One of the universe’s most iconic supernovae has been observed by the James Webb Space Telescope (JWST), revealing its structure in greater detail than ever before.
SN 1987A is a supernova that lies in the Large Magellanic Cloud. It was first detected in 1987, around 168,000 light years from Earth, making it the nearest stellar explosion observed since Kepler’s supernova was spotted in 1604. Since then, the remnants of SN 1987A have become a firm favourite for astronomers to study.
“It’s close enough that we’ve been able to look at it through lots of different ground-based telescopes, which has actually been very important for astronomers,” says Mikako Matsuura at Cardiff University in the UK.
Now, Matsuura and her colleagues have taken a look with JWST, offering fresh insight into the supernova’s structure and evolution. JWST uses infrared light, so the colours in the image above aren’t what you would see with the naked eye.
The blueish area at the centre of the image represents dense clumps of gas and dust expelled by the cosmic explosion.
It is surrounded by a crescent-like structure in red, a previously unseen feature of supernovae remnants.

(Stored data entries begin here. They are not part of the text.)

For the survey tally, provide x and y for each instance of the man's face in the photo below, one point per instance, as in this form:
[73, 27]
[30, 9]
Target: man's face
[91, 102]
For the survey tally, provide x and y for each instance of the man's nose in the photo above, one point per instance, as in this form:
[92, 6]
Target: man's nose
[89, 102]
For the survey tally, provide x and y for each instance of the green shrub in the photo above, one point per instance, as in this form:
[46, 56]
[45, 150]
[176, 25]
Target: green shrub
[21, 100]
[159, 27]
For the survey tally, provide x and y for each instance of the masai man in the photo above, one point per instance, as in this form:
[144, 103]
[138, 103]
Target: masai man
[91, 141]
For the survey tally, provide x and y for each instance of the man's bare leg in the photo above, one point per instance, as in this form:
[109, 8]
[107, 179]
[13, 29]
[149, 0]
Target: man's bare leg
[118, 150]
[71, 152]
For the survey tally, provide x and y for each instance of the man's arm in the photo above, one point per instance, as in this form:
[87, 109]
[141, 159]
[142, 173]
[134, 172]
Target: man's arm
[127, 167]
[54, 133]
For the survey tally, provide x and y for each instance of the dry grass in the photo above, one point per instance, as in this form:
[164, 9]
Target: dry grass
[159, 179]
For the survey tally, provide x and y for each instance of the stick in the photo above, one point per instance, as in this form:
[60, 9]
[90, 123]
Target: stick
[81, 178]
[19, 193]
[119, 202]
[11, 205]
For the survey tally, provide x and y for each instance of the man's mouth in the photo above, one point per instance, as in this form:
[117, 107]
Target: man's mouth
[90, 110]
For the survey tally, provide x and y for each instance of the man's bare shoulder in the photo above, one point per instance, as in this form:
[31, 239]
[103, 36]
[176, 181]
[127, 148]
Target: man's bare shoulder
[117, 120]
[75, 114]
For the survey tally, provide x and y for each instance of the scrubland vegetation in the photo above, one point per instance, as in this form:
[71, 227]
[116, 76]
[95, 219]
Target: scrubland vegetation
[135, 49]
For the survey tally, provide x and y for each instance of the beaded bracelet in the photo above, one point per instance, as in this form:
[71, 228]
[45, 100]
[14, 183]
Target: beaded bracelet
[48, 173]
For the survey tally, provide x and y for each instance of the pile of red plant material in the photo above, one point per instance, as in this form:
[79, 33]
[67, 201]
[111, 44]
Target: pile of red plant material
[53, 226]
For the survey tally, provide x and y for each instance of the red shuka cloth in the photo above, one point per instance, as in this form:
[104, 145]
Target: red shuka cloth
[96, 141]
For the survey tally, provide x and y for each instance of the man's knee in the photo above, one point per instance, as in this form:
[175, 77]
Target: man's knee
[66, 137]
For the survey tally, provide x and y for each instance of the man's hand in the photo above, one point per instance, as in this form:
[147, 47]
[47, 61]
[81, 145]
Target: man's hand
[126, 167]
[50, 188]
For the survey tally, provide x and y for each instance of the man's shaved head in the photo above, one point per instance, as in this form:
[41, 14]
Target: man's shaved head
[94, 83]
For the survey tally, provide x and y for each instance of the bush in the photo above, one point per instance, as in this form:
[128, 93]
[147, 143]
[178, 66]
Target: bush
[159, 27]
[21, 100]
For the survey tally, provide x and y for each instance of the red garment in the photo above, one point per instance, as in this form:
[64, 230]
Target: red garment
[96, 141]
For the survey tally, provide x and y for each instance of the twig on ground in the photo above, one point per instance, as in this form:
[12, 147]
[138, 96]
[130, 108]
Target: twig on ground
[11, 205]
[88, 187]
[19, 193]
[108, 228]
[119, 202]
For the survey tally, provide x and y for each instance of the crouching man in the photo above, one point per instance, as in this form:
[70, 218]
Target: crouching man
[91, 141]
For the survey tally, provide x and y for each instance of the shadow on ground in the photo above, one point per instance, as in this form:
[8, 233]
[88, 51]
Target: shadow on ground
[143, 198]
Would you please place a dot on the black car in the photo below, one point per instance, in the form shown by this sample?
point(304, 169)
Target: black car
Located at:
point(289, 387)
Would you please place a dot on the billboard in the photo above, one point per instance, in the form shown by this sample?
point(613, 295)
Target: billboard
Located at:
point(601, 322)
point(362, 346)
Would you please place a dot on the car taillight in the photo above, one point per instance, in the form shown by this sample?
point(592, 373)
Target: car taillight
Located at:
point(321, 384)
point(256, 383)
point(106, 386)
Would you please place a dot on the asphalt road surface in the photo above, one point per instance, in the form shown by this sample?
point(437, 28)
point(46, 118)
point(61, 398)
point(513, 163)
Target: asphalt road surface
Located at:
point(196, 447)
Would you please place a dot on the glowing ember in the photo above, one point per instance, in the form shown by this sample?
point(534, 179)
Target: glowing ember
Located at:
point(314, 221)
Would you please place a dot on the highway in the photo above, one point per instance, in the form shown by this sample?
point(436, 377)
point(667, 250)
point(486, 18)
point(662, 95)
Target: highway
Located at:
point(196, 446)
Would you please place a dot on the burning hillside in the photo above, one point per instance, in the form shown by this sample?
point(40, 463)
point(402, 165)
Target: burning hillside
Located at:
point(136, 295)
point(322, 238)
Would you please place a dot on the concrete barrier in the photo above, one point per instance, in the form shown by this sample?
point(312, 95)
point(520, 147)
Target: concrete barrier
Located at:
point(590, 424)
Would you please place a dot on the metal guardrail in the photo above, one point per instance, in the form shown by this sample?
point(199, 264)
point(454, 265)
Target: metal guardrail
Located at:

The crescent is probably an outer layer of gas ejecting from the supernova and it is likely to be made up of hydrogen, says Matsuura.
A dazzling ring of matter encircles the blue area and the crescent, arising from material ousted by the original star in the roughly 20,000 years leading up to the supernova explosion. The brightest spots depict the energetic collisions between the matter in the ring and the explosion’s resultant shockwaves.
Neutron stars typically form following a supernova explosion, but SN 1987A’s one remains elusive. “There’s a lot of gas in the centre of the system,” says Matsuura. “The dust grains absorb the light from the neutron star, which is probably why we haven’t picked it up yet.”
These images are some of the most detailed ever captured of a supernova, says Matsuura, who hopes to continue monitoring SN 1987A with JWST. “It’s a very interesting object that allows us to see how supernovae will evolve in time,” she says.